Oberbürgermeister Hansheinz Hauser spricht anlässlich des Richtfests 1975 vor dem Seidenweberhaus. Im Hintergrund: die damalige Bücherei.

Foto: Stadt Krefeld

Die Aktion war ein voller Erfolg, denn die Krefelder, die aufgefordert waren, an dem Freitagabend je eine Blume mitzubringen, strömten in Scharen zum Theaterplatz. "Wir wollten so den größten Blumenstrauß der Welt zusammenstellen", berichtet Günter Ihlenfeld.

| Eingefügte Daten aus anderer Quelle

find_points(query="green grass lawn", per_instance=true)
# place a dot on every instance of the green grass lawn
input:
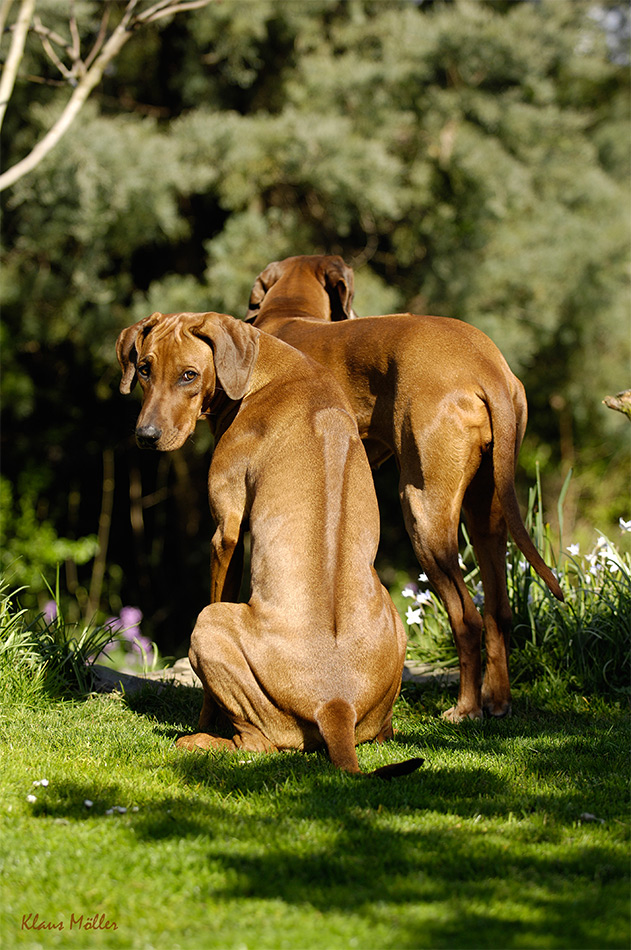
(484, 847)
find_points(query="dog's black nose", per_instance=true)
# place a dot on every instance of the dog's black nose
(147, 436)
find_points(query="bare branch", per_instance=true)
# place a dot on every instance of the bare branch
(99, 40)
(16, 52)
(91, 76)
(5, 6)
(46, 36)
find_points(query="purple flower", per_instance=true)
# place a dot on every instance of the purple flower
(130, 616)
(50, 611)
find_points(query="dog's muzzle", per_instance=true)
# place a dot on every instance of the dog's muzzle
(147, 436)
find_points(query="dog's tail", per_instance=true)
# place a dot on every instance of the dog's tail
(508, 432)
(336, 722)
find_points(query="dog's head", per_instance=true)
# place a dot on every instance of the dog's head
(181, 360)
(292, 278)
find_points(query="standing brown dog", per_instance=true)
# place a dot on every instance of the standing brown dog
(439, 396)
(317, 653)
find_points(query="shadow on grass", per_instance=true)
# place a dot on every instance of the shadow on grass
(406, 856)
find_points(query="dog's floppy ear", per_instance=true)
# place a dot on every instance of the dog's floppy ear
(266, 279)
(339, 282)
(235, 349)
(127, 349)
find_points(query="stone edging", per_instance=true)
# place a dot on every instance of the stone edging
(108, 680)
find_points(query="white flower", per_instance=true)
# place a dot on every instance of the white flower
(424, 597)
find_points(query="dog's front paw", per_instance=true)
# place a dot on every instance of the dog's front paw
(497, 710)
(197, 742)
(455, 714)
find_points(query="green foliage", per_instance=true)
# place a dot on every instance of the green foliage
(44, 656)
(29, 546)
(584, 643)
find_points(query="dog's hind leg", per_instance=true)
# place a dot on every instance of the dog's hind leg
(431, 496)
(488, 533)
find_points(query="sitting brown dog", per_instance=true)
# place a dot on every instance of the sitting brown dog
(439, 396)
(317, 653)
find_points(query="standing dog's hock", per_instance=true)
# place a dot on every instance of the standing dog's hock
(316, 655)
(439, 396)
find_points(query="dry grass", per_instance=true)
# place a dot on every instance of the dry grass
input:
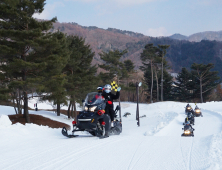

Und das gelang auch. "Wir kamen damit tatsächlich ins Guinness-Buch der Rekorde." Oberbürgermeister Hansheinz Hauser hielt eine Eröffnungsrede, die Niederrheinischen Sinfoniker spielten, und Creinvelt-Baas Hanns Kockers brillierte als Weber in der Verkleidung des Meister-Ponzelar-Denkmals vom Südwall.

"Samstag und Sonntag war dann Rambazamba in allen Räumen: In einem Saal sangen nur Chöre, im anderen gab es Jazzmusik von Krefelder Bands. Karnevalisten präsentierten ihre Tanzgarden, und für Stimmungsmusik sorgten Fanfarenzüge und der zu dieser Zeit sehr beliebte Mr. Hammond, der unablässig in die Tasten haute und nur sehr schwer zum Aufhören zu bewegen war", erzählt der damalige Geschäftsführer - heute sichtlich amüsiert. Der Sonntag war im Besonderen den Krefelder Senioren gewidmet und wurde von Rudi Neuhausen moderiert. Neben anderen sorgten die "Krähen" für das Bühnenprogramm.

 Den größten Blumenstrauß der Welt stellten Florist Karl Lenzen und Mitarbeiterin Katharina Schlütter im Foyer zusammen.

Den größten Blumenstrauß der Welt stellten Florist Karl Lenzen und Mitarbeiterin Katharina Schlütter im Foyer zusammen.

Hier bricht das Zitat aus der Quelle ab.